UK-based BG Group, already the largest liquefied natural gas (LNG) importer into the United States, on Thursday forecast that by 2007, it will be the biggest player in the Atlantic Basin, and its worldwide equity gas production will be two and a half times current levels.

More than 100 LNG cargoes are expected to be delivered to the United States this year, officials said during a press briefing and webcast in London. BG also announced an agreement with Duke Energy Corp. to take over 20% of its Lake Charles, LA terminal capacity beginning Jan. 1, 2004. With the Duke agreement, BG will hold access to 100% of Lake Charles terminal capacity beginning in 2004.

“BG’s competitive advantage stems from being an integrated player, with the capabilities necessary to play anywhere along the gas chain in order to create and capture value,” said CEO Frank Chapman. “In LNG, our focus on gas and our clarity in seeing how markets are growing has allowed us to move early so that we can take advantage of the expected increase in demand for LNG in the supply mix of some of the world’s leading industrialized countries.” Chapman said BG was confident that its LNG business would “continue to grow as a significant contributor to the Group’s earnings.”

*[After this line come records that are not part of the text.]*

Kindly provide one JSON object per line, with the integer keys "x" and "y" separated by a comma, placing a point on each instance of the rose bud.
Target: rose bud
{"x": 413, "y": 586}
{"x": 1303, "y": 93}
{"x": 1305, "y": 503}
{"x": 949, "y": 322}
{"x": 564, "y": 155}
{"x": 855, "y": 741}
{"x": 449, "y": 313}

At the end of the third quarter, BG was averaging 765 MMcf/d in gas shipments to the U.S. market through the Lake Charles terminal, accounting for more than 1% of daily U.S. gas demand. Based on those numbers, Martin Houston, BG’s managing director for North America, Caribbean and Global LNG, said BG would be responsible for 62% of all LNG imports into the United States this year.

At Henry Hub prices of between $2.50-$3.50, BG expects long-term LNG purchase contracts typically to deliver ex-shipment prices of 80-85% of Henry Hub. BG estimated that the future differential between current prices at Lake Charles and Henry Hub also will drop from the current level of 15 cents/MMBtu to close to 10 cents/MMBtu.